US Tanks in Baghdad by Technical Sergeant John L. Houghton, Jr. United States Air Force
The Iraq War was fought between Iraq and a group of countries led by the United States and the United Kingdom. It began on March 20, 2003 and ended on December 18, 2011. The war resulted in the toppling of the Iraqi government led by Saddam Hussein.
Leading up to the War
In 1990, Iraq invaded the country of Kuwait and started the Gulf War. After Iraq lost the Gulf War, they had agreed to inspections by the United Nations. By the early 2000s, Iraq was refusing to allow U.N. inspectors into the country. Then 9/11 happened. The U.S. began to worry that the leader of Iraq, Saddam Hussein, was helping terrorists and that he was secretly developing weapons of mass destruction.
What are Weapons of Mass Destruction?
The term "Weapons of Mass Destruction", sometimes just called WMDs, are weapons that can cause harm to a lot of people. They include things like nuclear weapons, biological weapons, and chemical weapons (like poison gas).
On March 20, 2003, President George W. Bush ordered the invasion of Iraq.
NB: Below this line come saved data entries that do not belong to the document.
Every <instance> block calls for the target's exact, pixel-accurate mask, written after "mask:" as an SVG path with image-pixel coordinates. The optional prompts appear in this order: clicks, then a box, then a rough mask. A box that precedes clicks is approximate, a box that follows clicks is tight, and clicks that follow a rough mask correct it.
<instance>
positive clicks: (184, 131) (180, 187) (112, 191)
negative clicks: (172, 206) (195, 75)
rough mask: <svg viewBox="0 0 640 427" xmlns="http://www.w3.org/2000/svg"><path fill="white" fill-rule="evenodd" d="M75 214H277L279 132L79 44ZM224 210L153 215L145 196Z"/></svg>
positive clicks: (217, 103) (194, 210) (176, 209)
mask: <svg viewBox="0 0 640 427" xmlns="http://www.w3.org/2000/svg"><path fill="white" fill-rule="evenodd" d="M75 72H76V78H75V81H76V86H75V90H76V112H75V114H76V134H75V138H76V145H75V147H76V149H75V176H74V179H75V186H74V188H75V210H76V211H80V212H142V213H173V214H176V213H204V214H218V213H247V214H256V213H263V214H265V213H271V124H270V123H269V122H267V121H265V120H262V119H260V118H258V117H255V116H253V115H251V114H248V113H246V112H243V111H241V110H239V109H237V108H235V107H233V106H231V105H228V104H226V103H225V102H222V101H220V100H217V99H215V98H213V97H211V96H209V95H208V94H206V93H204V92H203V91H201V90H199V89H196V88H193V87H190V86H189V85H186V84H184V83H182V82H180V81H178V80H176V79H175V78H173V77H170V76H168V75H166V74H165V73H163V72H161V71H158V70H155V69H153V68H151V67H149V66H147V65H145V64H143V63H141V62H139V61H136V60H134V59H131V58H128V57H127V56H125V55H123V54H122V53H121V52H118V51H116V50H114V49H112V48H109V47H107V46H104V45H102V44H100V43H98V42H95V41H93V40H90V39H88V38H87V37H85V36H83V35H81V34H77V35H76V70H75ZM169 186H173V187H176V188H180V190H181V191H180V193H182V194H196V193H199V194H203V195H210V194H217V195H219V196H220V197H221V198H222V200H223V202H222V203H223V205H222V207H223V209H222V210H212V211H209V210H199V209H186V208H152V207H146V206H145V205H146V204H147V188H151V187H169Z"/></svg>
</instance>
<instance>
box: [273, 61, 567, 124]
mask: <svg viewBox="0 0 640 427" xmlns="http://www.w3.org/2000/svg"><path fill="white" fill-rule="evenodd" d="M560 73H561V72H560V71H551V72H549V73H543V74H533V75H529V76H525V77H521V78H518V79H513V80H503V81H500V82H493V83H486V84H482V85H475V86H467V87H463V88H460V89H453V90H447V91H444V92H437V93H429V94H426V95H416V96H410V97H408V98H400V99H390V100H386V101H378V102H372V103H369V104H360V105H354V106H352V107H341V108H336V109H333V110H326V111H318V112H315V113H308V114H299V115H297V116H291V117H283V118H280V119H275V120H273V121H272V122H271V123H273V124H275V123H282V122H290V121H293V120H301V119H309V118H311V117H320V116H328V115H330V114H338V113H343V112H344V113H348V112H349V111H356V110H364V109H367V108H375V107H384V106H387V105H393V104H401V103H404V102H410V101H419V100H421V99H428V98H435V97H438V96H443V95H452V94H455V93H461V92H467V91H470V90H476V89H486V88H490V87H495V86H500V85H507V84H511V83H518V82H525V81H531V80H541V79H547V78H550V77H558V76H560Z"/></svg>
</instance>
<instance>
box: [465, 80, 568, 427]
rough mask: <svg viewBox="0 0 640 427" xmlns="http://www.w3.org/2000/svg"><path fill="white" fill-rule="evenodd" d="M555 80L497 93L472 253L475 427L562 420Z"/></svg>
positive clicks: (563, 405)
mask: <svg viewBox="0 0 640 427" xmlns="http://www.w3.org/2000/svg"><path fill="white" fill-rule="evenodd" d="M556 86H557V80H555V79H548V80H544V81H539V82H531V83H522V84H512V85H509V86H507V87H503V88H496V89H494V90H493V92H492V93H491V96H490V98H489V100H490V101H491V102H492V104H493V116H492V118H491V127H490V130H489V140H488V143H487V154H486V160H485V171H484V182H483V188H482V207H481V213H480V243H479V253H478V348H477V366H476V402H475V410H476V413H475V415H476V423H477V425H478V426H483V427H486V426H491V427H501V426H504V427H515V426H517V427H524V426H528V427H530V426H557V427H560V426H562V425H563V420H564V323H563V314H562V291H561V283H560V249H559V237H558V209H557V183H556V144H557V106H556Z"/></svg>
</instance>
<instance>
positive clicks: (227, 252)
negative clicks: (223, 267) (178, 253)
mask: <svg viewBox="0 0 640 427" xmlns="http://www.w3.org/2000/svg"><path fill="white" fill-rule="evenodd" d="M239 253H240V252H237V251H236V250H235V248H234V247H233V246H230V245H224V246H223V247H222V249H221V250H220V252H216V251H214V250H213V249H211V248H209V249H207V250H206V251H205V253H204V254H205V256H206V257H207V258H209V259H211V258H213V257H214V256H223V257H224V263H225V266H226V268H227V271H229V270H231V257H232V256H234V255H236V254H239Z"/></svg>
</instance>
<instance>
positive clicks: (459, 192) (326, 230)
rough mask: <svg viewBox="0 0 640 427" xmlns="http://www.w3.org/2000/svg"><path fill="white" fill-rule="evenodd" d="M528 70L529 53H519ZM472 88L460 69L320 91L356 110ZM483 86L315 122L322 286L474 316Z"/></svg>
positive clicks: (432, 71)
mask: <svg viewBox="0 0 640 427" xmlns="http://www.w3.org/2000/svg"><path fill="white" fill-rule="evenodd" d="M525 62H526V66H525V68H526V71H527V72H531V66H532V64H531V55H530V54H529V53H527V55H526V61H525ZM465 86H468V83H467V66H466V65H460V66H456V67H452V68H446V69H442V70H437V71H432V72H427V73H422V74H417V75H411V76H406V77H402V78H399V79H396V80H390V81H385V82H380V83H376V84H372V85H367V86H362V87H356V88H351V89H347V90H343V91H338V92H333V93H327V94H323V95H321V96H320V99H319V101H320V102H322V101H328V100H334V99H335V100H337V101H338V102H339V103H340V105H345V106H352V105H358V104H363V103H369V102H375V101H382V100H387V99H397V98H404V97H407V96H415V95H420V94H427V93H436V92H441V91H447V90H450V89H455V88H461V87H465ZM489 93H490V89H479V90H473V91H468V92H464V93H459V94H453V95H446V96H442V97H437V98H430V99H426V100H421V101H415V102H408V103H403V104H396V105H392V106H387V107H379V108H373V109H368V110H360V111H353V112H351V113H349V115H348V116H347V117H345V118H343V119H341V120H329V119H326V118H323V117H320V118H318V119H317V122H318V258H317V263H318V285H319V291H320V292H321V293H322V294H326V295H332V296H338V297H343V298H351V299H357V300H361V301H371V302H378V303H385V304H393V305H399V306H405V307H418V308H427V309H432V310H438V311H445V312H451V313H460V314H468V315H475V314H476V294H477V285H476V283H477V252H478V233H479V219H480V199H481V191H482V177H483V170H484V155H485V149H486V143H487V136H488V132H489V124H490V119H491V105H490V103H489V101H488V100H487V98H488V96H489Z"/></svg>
The U.S. forces were led by General Tommy Franks and the invasion was called "Operation Iraqi Freedom." Some countries allied with the U.S. including the United Kingdom, Australia, and Poland. However, many members of the United Nations including France and Germany did not agree with the invasion.
Shock and Awe
The U.S. used a precision bombing attack and fast moving troops to quickly invade Iraq. This method of attack was called "shock and awe." Within a few weeks, they had taken the capital city of Baghdad. Later that year, Saddam Hussein was captured. He was put on trial by the new Iraqi government and was executed in 2006.
The coalition forces continued to occupy Iraq for some time. The country was in disarray without Saddam and his government. Different Islamic factions fought against each other and the coalition forces for control of the country. The infrastructure (roads, government, buildings, telephone lines, etc.) of the country needed to be rebuilt.
For the next several years, different groups fought within Iraq for power against the new Iraqi government. A coalition of forces led by the United States remained in the country to maintain order and to help the new government. However, the insurgency continued.
U.S. Troops Withdraw
The Iraq War officially ended on December 18, 2011 with the withdrawal of U.S. combat troops.
ISIS and a Continuing Battle
In the next few years, an Islamic group called ISIS (Islamic State of Iraq and Syria) gained power in areas of Iraq. In 2014, the U.S. sent troops back to Iraq to support the Iraqi government. As of the writing of this article (2015), U.S. troops are still in Iraq combating ISIS.
Interesting Facts About the Iraq War
There weren't any WMDs found in Iraq after the invasion. Some say they were moved across the border to Syria, others say they never existed.
The U.S. Congress, including both the Senate and the House, passed a resolution authorizing the military to invade Iraq.
The first prime minister of the new government of Iraq was Ayad Allawi. He stepped down after 1 year in office.
There were 26 countries that made up the multinational force in Iraq.
Iraq adopted a new democratic constitution in 2005.